How to save scikit-learn MULTIPLE classifier model

2019-08-18 01:19发布

问题:

This question already has an answer here:

  • Saving and loading multiple objects in pickle file? 6 answers

In general, we could use pickle to save ONE classifier model. Is there a way to save MULTIPLE classifier models in one pickle?

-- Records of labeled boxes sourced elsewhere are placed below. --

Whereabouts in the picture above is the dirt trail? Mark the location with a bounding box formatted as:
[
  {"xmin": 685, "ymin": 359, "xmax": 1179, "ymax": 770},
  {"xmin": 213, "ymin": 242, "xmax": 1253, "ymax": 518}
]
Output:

If yes, how could we save the model and retrieve it later?

For instance, (the minimum working example)

from sklearn import model_selection
from sklearn.linear_model import LogisticRegression
from sklearn.tree import DecisionTreeClassifier
from numpy.random import rand, randint 

models = []
models.append(('LogisticReg', LogisticRegression(random_state=123)))
models.append(('DecisionTree', DecisionTreeClassifier(random_state=123)))
# evaluate each model in turn
results_all = []
names = []
dict_method_score = {}
scoring = 'f1'

X = rand(8, 4)
Y = randint(2, size=8)

print("Method: Average (Standard Deviation)\n")
for name, model in models:
    kfold = model_selection.KFold(n_splits=2, random_state=999)
    cv_results = model_selection.cross_val_score(model, X, Y, cv=kfold, scoring=scoring)
    results_all.append(cv_results)
    names.append(name)
    dict_method_score[name] = (cv_results.mean(), cv_results.std())
    print("{:s}: {:.3f} ({:.3f})".format(name, cv_results.mean(), cv_results.std()))

Purpose: Change some hyperparameters (say n_splits in cross validation) using the same setup and retrieve the model later.

回答1:

You can save multiple objects into the same pickle:

with open("models.pckl", "wb") as f:
    for model in models:
         pickle.dump(model, f)

You can then load back your models into memory one at a time:

models = []
with open("models.pckl", "rb") as f:
    while True:
        try:
            models.append(pickle.load(f))
        except EOFError:
            break